While I slept, someone replaced the world with another model, somewhat weirder but with a few of the bugs out. Cannabis possession no longer an arrestable offence, the IRA busy turning their weapons into patios and the UK government considering letting us all run public wireless data services on unlicensed bands: all we need now is open days at MI5, less institutionalised corruption in government contracts and beer that doesn't make you fat and the place will be perfect.
But the wireless stuff will do for now. It's only a consultation, but it looks as if the Radiocommunication Agency is keen to let people deal with other people's wireless signals without having to get permission first. That means we can build wireless networks and let passers-by use them: when there are enough of these things, they can relay packets one to the other. Eventually, we might be able to do without ISPs altogether -- but that's a way away.
Curiously, this is taking place at the same time as it's becoming much easier to be a radio amateur. The need to do Morse Code is going away, and the exams are getting simpler. And radio amateurs get to use satellites, and all manner of high power and digital flummery; just the sort of thing to link small areas of free wireless networking together across cities, countries and continents.
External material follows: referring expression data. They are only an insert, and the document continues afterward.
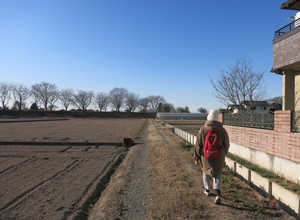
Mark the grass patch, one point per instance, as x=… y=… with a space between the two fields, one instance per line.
x=289 y=185
x=175 y=191
x=186 y=145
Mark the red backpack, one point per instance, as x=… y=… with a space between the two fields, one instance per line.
x=212 y=146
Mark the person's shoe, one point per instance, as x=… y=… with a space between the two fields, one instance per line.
x=206 y=192
x=217 y=200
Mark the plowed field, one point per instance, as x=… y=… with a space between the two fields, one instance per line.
x=51 y=181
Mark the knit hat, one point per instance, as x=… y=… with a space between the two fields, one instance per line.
x=213 y=115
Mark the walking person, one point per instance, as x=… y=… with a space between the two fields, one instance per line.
x=211 y=136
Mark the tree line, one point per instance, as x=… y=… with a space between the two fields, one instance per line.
x=46 y=95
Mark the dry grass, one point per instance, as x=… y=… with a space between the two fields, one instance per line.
x=175 y=196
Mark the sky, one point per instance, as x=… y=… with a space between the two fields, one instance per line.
x=150 y=47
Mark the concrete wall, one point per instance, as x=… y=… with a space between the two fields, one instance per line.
x=277 y=150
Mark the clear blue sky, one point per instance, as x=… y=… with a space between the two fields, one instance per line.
x=150 y=47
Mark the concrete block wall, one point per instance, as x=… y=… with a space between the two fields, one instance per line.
x=277 y=150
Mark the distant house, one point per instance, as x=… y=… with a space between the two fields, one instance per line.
x=274 y=106
x=254 y=107
x=286 y=57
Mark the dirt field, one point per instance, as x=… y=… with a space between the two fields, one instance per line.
x=59 y=182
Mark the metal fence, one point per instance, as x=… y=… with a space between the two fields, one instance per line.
x=251 y=120
x=296 y=122
x=287 y=28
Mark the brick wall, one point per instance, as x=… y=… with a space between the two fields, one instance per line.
x=280 y=142
x=286 y=51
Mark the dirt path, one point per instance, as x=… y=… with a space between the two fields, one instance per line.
x=158 y=180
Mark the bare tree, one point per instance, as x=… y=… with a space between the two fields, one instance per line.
x=66 y=96
x=144 y=104
x=239 y=83
x=117 y=97
x=202 y=110
x=102 y=101
x=166 y=107
x=52 y=99
x=20 y=94
x=44 y=92
x=132 y=101
x=5 y=92
x=82 y=99
x=155 y=101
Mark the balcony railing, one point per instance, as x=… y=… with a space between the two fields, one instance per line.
x=288 y=27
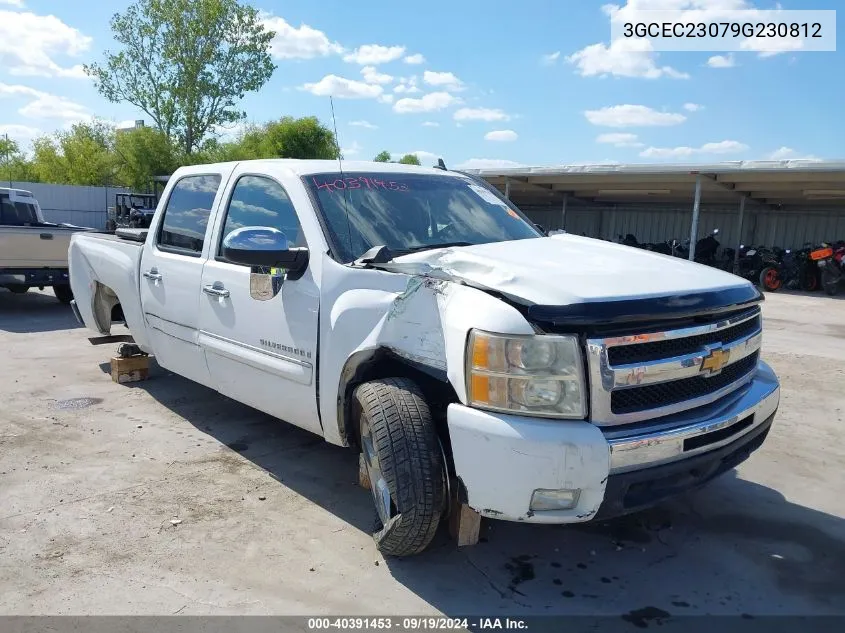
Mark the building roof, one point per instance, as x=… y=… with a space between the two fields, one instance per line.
x=777 y=184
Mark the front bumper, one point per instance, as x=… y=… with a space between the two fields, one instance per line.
x=501 y=459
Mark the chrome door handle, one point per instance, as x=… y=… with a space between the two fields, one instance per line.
x=215 y=291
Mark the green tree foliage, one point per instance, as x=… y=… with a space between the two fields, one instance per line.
x=186 y=63
x=82 y=155
x=15 y=165
x=142 y=153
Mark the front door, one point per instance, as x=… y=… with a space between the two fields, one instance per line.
x=261 y=353
x=171 y=271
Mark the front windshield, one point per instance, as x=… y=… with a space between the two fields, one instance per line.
x=410 y=211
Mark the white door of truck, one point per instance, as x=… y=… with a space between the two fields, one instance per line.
x=171 y=271
x=260 y=352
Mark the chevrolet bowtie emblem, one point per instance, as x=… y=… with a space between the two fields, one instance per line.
x=715 y=361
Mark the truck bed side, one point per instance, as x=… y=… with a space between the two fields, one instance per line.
x=105 y=272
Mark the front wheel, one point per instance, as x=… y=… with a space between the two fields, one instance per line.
x=63 y=293
x=830 y=283
x=403 y=462
x=770 y=279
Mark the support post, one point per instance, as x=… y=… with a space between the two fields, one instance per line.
x=739 y=231
x=563 y=211
x=695 y=209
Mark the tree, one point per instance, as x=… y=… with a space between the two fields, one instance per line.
x=186 y=63
x=142 y=153
x=83 y=155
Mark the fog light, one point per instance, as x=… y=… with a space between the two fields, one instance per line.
x=554 y=499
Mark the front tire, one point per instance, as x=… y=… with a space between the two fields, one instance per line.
x=63 y=293
x=404 y=464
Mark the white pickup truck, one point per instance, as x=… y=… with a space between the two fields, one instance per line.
x=417 y=316
x=33 y=252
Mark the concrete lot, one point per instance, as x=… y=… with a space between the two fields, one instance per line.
x=272 y=521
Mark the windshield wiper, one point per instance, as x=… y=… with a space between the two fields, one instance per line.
x=381 y=254
x=428 y=247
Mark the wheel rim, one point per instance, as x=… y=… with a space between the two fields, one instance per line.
x=378 y=484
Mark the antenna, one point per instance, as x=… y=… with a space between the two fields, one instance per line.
x=340 y=168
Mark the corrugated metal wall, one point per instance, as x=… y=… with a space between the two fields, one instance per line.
x=83 y=206
x=789 y=229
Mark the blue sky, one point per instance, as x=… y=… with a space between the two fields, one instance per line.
x=494 y=83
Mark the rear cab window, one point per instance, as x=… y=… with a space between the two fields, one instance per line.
x=185 y=223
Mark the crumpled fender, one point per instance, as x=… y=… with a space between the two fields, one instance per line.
x=423 y=319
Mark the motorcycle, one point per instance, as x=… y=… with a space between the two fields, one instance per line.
x=759 y=265
x=829 y=260
x=798 y=270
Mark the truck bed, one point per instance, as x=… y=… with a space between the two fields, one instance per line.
x=38 y=246
x=104 y=270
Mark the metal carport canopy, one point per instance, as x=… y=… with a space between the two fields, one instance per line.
x=784 y=184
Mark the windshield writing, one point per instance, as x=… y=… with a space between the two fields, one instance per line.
x=409 y=211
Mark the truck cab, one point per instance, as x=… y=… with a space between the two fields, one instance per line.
x=416 y=316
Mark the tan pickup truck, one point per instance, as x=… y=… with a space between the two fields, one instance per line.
x=33 y=253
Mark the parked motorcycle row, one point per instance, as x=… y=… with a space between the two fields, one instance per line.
x=809 y=268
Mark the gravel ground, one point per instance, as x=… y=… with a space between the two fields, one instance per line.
x=163 y=497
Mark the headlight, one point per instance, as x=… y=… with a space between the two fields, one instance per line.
x=534 y=375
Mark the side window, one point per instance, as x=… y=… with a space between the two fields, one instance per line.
x=187 y=212
x=260 y=201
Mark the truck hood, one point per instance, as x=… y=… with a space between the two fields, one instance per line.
x=566 y=269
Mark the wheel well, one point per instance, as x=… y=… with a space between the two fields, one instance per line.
x=383 y=363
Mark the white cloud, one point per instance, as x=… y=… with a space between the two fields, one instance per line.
x=373 y=76
x=550 y=59
x=481 y=114
x=372 y=54
x=364 y=124
x=488 y=163
x=303 y=42
x=43 y=105
x=22 y=134
x=722 y=147
x=501 y=135
x=627 y=115
x=342 y=88
x=446 y=81
x=427 y=103
x=722 y=61
x=352 y=150
x=623 y=58
x=29 y=42
x=407 y=85
x=619 y=139
x=787 y=153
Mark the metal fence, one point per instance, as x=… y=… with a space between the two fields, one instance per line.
x=83 y=206
x=788 y=229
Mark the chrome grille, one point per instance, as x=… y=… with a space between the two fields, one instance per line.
x=643 y=376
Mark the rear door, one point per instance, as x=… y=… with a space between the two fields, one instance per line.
x=261 y=353
x=171 y=272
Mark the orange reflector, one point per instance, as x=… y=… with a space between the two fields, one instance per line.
x=479 y=389
x=480 y=352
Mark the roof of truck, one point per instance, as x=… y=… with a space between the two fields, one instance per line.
x=307 y=167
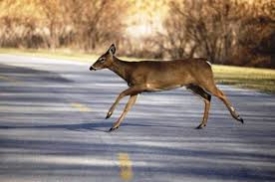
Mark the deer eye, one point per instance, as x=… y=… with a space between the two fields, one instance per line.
x=101 y=60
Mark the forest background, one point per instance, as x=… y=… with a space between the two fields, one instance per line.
x=227 y=32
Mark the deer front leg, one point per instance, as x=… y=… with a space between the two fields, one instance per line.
x=130 y=91
x=127 y=108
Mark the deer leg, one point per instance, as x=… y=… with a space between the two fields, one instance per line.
x=218 y=93
x=127 y=108
x=207 y=101
x=130 y=91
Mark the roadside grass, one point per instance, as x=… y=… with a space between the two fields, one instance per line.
x=253 y=78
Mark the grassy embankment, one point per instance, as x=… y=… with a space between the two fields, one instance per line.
x=259 y=79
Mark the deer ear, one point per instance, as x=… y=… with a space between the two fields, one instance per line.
x=112 y=49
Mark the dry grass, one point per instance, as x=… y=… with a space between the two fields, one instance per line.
x=254 y=78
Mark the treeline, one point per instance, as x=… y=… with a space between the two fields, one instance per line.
x=236 y=32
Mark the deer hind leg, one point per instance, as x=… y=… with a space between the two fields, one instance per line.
x=207 y=101
x=218 y=93
x=127 y=108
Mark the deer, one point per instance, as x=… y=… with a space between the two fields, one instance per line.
x=152 y=76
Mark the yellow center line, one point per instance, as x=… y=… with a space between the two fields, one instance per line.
x=81 y=107
x=5 y=78
x=125 y=165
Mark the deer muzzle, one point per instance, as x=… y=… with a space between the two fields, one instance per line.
x=92 y=68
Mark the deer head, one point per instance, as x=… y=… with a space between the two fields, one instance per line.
x=105 y=60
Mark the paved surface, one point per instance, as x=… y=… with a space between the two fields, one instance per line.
x=52 y=128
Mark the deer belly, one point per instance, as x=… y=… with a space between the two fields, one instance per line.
x=159 y=87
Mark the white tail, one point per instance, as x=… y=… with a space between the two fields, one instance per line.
x=151 y=76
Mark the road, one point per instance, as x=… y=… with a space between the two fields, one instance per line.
x=52 y=128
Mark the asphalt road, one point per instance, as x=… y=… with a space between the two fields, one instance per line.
x=52 y=128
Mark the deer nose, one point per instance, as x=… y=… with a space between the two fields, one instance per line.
x=92 y=68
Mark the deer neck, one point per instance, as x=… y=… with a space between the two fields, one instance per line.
x=121 y=68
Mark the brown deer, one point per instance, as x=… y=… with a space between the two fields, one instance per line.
x=152 y=76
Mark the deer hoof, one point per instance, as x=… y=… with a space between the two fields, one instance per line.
x=201 y=126
x=109 y=114
x=113 y=128
x=240 y=119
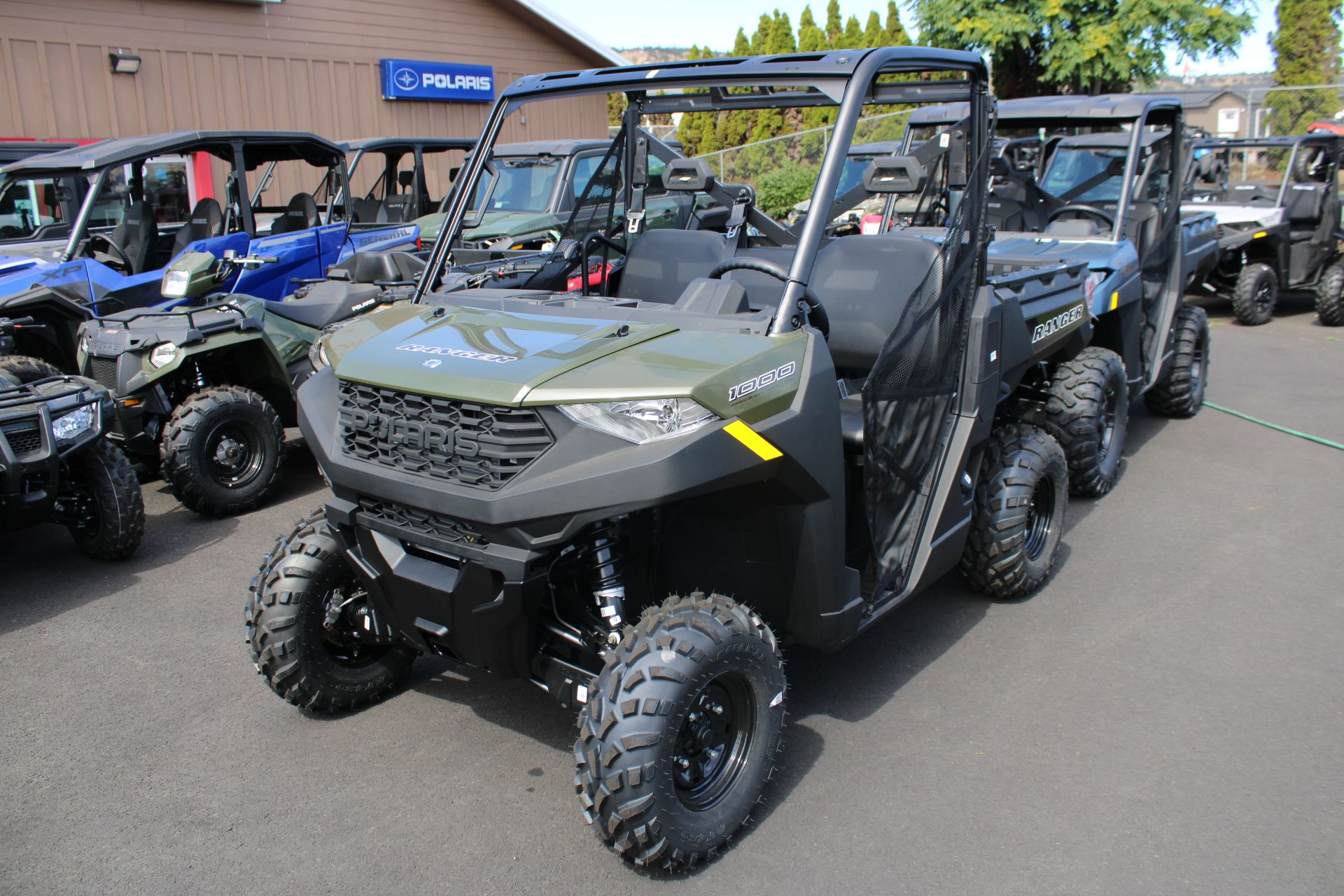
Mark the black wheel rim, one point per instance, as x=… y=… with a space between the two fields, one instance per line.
x=350 y=630
x=233 y=454
x=1265 y=298
x=1107 y=425
x=714 y=742
x=1041 y=517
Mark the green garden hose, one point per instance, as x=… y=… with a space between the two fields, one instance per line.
x=1276 y=426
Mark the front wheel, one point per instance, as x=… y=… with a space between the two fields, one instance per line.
x=311 y=630
x=1256 y=295
x=1019 y=516
x=1329 y=296
x=104 y=501
x=222 y=450
x=1180 y=391
x=682 y=731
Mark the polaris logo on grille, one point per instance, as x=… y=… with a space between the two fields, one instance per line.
x=1056 y=324
x=456 y=352
x=414 y=435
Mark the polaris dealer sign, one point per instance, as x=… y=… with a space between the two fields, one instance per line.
x=444 y=81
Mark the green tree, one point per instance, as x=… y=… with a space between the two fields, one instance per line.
x=1082 y=46
x=895 y=35
x=1307 y=51
x=834 y=27
x=853 y=35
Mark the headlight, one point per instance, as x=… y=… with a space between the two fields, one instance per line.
x=644 y=421
x=175 y=284
x=74 y=424
x=318 y=355
x=163 y=354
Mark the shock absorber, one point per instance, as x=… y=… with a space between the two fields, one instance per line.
x=603 y=555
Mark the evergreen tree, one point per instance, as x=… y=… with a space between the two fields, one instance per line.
x=1307 y=51
x=895 y=35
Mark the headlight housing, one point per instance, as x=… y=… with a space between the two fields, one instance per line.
x=71 y=425
x=163 y=354
x=641 y=421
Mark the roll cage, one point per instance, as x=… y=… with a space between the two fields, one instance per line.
x=844 y=80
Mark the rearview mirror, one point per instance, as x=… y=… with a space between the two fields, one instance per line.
x=894 y=175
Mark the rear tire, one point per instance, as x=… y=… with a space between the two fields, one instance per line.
x=286 y=624
x=682 y=731
x=105 y=485
x=1180 y=393
x=1019 y=516
x=1329 y=296
x=222 y=450
x=1088 y=413
x=1256 y=295
x=26 y=370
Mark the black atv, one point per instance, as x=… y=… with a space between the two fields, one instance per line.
x=1278 y=220
x=203 y=394
x=55 y=466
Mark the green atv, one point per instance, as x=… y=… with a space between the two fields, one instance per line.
x=203 y=394
x=54 y=464
x=749 y=437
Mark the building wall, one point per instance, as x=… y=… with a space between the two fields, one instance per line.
x=302 y=65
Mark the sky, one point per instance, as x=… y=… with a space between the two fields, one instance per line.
x=706 y=23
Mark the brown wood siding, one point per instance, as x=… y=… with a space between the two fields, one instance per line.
x=298 y=65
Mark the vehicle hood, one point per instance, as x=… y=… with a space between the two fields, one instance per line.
x=499 y=223
x=476 y=355
x=1238 y=214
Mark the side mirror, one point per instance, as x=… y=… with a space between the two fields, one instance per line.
x=190 y=276
x=894 y=175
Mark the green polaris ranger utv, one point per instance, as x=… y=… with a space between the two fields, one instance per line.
x=203 y=394
x=635 y=493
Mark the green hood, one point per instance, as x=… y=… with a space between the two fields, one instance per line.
x=496 y=223
x=511 y=358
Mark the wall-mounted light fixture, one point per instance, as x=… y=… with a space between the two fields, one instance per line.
x=124 y=64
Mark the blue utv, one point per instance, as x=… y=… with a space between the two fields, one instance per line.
x=144 y=204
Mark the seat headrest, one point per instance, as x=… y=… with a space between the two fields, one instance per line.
x=689 y=175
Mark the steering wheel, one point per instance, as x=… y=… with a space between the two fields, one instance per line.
x=816 y=314
x=116 y=248
x=1086 y=210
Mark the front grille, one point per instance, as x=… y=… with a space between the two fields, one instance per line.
x=104 y=370
x=476 y=445
x=23 y=438
x=420 y=522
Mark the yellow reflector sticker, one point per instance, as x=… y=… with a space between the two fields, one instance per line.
x=749 y=437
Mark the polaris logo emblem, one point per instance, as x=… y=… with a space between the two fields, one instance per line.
x=456 y=352
x=758 y=383
x=1056 y=324
x=413 y=435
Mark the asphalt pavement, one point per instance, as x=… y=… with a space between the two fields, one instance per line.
x=1164 y=716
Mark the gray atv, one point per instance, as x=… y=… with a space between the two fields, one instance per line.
x=55 y=465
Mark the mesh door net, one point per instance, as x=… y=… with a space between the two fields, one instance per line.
x=594 y=213
x=907 y=398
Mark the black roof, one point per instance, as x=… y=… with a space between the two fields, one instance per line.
x=1058 y=111
x=17 y=149
x=406 y=144
x=1289 y=140
x=260 y=147
x=777 y=70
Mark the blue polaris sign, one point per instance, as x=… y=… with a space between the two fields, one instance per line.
x=444 y=81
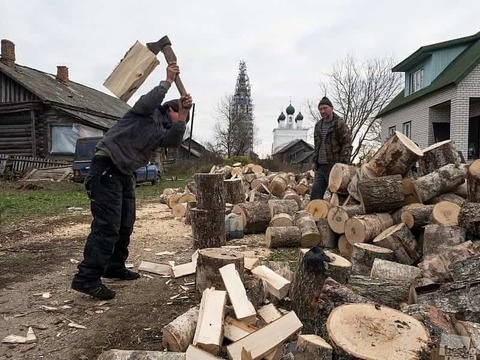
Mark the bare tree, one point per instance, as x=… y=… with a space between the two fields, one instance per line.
x=233 y=130
x=359 y=90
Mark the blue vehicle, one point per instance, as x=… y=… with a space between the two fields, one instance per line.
x=84 y=151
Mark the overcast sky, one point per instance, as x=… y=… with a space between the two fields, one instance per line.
x=288 y=46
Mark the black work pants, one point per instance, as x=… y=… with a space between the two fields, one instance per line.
x=112 y=202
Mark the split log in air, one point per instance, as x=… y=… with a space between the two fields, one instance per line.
x=255 y=215
x=439 y=238
x=178 y=334
x=208 y=228
x=395 y=335
x=283 y=236
x=327 y=236
x=282 y=206
x=318 y=208
x=338 y=216
x=396 y=156
x=210 y=191
x=310 y=235
x=437 y=155
x=363 y=256
x=440 y=181
x=401 y=241
x=340 y=176
x=390 y=293
x=364 y=228
x=382 y=194
x=234 y=193
x=209 y=262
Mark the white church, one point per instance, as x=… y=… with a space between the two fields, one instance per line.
x=289 y=129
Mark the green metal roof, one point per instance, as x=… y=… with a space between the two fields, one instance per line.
x=452 y=75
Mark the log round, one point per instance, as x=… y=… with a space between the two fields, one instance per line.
x=473 y=181
x=209 y=262
x=208 y=228
x=281 y=219
x=469 y=218
x=363 y=256
x=364 y=228
x=283 y=236
x=319 y=208
x=368 y=331
x=282 y=206
x=338 y=216
x=344 y=247
x=445 y=213
x=210 y=191
x=327 y=236
x=234 y=193
x=340 y=176
x=401 y=241
x=382 y=194
x=255 y=215
x=437 y=155
x=178 y=335
x=396 y=156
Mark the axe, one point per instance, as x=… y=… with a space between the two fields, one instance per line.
x=164 y=45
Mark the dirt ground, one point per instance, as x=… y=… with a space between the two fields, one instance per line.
x=37 y=262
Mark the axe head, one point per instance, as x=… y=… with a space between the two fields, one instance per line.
x=158 y=46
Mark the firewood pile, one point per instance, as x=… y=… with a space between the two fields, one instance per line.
x=395 y=257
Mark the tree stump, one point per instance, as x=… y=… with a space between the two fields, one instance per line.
x=445 y=213
x=318 y=208
x=364 y=228
x=437 y=155
x=234 y=193
x=390 y=270
x=282 y=206
x=327 y=236
x=281 y=219
x=210 y=191
x=396 y=156
x=305 y=292
x=310 y=235
x=440 y=181
x=340 y=177
x=469 y=218
x=363 y=256
x=255 y=215
x=418 y=216
x=367 y=331
x=338 y=216
x=178 y=335
x=401 y=241
x=344 y=247
x=283 y=236
x=438 y=238
x=382 y=194
x=208 y=228
x=208 y=264
x=390 y=293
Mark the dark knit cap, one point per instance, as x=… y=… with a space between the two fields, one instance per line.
x=325 y=101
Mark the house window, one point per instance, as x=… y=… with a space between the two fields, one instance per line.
x=416 y=80
x=407 y=129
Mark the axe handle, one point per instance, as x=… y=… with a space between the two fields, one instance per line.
x=170 y=57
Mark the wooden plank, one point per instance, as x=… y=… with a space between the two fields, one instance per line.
x=277 y=285
x=262 y=341
x=244 y=309
x=208 y=334
x=132 y=71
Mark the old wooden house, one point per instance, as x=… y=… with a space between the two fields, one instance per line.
x=43 y=114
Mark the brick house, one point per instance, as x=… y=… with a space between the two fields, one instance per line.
x=441 y=98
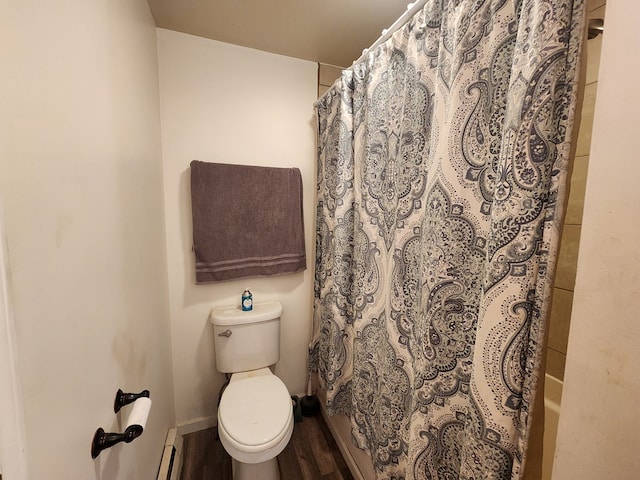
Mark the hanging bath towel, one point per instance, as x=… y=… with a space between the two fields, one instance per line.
x=247 y=221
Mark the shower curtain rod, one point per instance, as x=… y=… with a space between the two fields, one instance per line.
x=411 y=10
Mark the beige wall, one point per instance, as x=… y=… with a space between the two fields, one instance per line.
x=327 y=75
x=230 y=104
x=81 y=188
x=569 y=247
x=598 y=432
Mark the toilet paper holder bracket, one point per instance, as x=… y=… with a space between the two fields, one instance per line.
x=123 y=399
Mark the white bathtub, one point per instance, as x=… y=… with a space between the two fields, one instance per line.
x=362 y=468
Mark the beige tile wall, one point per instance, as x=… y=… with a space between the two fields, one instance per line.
x=568 y=256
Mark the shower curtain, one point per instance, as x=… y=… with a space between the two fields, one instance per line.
x=442 y=162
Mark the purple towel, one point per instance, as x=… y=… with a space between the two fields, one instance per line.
x=247 y=221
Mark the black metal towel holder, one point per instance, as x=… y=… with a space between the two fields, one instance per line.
x=103 y=440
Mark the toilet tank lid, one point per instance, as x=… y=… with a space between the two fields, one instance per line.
x=234 y=315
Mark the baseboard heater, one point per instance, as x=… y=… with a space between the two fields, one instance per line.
x=171 y=463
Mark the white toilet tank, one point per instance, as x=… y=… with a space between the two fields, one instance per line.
x=246 y=340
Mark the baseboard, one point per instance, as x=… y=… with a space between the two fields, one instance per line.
x=197 y=424
x=344 y=450
x=171 y=462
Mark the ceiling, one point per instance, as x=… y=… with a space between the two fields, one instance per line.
x=326 y=31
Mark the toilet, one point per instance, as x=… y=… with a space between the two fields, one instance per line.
x=255 y=414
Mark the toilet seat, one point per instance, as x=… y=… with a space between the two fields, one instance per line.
x=255 y=416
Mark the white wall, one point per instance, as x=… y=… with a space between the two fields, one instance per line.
x=598 y=432
x=230 y=104
x=81 y=187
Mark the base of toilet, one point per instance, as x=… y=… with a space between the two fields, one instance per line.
x=268 y=470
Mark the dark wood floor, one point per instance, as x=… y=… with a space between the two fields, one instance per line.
x=312 y=454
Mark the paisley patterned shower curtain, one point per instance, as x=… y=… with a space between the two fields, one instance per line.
x=442 y=163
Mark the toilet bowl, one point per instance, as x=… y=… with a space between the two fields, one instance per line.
x=255 y=415
x=255 y=423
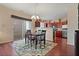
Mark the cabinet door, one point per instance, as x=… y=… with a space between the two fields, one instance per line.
x=37 y=23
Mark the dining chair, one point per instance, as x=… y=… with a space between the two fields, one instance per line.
x=41 y=38
x=26 y=35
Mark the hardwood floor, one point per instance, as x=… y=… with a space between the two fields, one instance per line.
x=62 y=49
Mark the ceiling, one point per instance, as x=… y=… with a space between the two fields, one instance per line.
x=46 y=11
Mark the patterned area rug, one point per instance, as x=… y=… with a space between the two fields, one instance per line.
x=23 y=49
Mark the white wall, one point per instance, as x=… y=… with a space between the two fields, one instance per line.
x=6 y=23
x=72 y=23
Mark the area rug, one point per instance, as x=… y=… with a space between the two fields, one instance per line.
x=23 y=49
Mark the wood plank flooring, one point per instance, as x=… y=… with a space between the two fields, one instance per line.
x=62 y=49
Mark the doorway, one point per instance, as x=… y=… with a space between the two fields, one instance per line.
x=20 y=27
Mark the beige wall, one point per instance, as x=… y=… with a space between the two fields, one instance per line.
x=72 y=23
x=6 y=27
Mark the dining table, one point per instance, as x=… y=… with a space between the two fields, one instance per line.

Of course, big companies charge big prices for this sort of thing, because they can.
On the way to the pub this evening with friend Cosgrove (she took a year off to get an MA in interactive technology, and came out with her newly minted post-grad qualification to find someone had turned off the jobs market in her absence. Fab employment offers more than welcome), we talk about the way things seem to be getting odder and odder. We passed four police bikes parked in a tight square at the top of Camden Road, with riders, lights but no sign of motion. "What's that for?" I wondered. "They're escorting a mouse on a tiny tricycle" she said. Perfectly seriously.
You need this woman in a senior position on a Web project. Honest.